What would happen if a person integrates the hidden, sublime, and miraculous space into their awareness?
What would happen if the sense of the concealed and the sublime—which one feels in extraordinary moments of life, such as when standing before a special landscape or masterpiece, or during life moments related to love and birth—is present in one’s consciousness constantly?
What would happen if a person allows this experience to be present and open the doorways of their consciousness?
How will this state of consciousness affect their perception of the world?
How will all of this influence their life on all its levels?
How will the expressions of their life in all their richness – their speech, eating, sexuality, work, and their relationship with others and creation – change?

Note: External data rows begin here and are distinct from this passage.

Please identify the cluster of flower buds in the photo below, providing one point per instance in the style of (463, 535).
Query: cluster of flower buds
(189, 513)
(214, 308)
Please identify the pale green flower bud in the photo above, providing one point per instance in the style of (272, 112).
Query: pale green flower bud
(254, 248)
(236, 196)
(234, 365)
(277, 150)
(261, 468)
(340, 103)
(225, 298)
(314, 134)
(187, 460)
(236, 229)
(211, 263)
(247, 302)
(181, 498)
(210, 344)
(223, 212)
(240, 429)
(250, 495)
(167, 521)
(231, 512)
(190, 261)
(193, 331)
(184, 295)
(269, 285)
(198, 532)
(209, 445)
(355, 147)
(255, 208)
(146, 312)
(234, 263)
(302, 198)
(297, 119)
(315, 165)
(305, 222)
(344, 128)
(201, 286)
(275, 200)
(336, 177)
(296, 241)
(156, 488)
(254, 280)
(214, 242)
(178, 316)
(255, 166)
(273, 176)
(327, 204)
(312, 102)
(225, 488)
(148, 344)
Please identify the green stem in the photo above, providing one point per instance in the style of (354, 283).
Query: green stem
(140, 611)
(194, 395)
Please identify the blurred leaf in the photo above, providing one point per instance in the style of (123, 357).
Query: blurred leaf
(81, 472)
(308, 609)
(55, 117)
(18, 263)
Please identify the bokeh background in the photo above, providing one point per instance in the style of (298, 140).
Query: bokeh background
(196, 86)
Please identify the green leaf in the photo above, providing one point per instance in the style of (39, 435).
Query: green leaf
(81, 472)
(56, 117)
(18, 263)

Will a broader perception allow for additional connections to form within it, and will different functions of our capabilities as humans—such as creative power, psychic power, the power of intention, and the power of will—become activated and gain broader meaning, power, and relevance? Might there be spiritual states that are not just the result of choice or decision but states that manifest and come to life solely within the context and interaction that awakens them—out of these expanded states of consciousness?
For example, the sense of distance always exists within my body but only manifests when I reach out to grasp a cup, and thus my hand does not ‘miss’ it; my body knows the exact muscle tone only at the moment that my hand grasps the cup. Similarly, bodily strengths—strengths I did not know about before—begin to act and become ready for action only in times of danger. Are there natural inner strengths (such as hope, confidence, and faith) that, like these physical powers, become known only in expanded states of consciousness? Do they perhaps exist only when my consciousness expands and includes the unknown and the sublime in its perception?
Perhaps these powers are not related to ‘faith’ in the sense of belief—or in the sense of a good trait or a decision related to education and the like—but rather a living power connected to ‘faith’. Is it possible that this power functions only in the context of an expanded, hidden consciousness that manifests when a person opens themselves to the realm of their essence, which is beyond the realms in which language is born and functions as a world creator, as it appears to us? Could it be that a person who does not open themselves up to an expanded consciousness will not understand what faith is for someone who has integrated the unknown into their consciousness? Could it be that even a believer who is not open to this unique expanded consciousness will not understand what is being discussed and will confuse faith with beliefs or theology? Could it be that a believer whose consciousness is open to the concealed and the sublime will never be able to express their faith in a language built on everyday consciousness?
And perhaps, just as desire is aroused by the object of the desire, and just as the sense of taste or smell functions when a person eats something or smells something, so these psychic powers function only in expanded states—as a natural power in the human soul?
What is the act that the Kabbalists call ‘for the sake of unifying the Holy One, blessed be He, and His Shechinah through the hidden and concealed One’? How can one open up to this ‘concealed and sublime’ or integrate it in our consciousness, given that it is ‘hidden and concealed’? How does this opening up not only ‘change consciousness’ but also ‘change life’ and even more so ‘change the world’?”
This is how our conversation began after we decided to set out on our journey. He was a wondrous person who lived in the world like a walking prayer. From our many conversations, I understood that his choice to be a prayer-person was for him a choice for a life that is attentive and open, at all times, to the ‘beyond’: a life open to the edges of existence and to what is implicit in everything; a life sensitive to the wonder of existence expressed by the words “there is no place empty of Him’; a life that, for him, transformed the world from ‘this’ world into a world of ‘revelation’ that is constantly revealing itself.
In one of our conversations, he said:
“To be a prayer-person means to be a person who listens with humility and self-nullification, with equanimity and lack of self-interest, to the unknown. In religious language, this action is called ‘prayer for its own sake,’ an intention free of any personal interest, an intention directed towards the unknown, one that listens to the request that seeks to be created, and to the future that seeks to appear.
A prayer-person is a person who is prepared to feel, to know and to direct their attention towards what is revealed from within the Infinite; this is a person who is prepared to create and permutate new letters and words, out of that which is being revealed. It is then that it becomes possible for the powers of doing to coalesce out of the world’s intricacy, and to create oneself as a temple for the flow.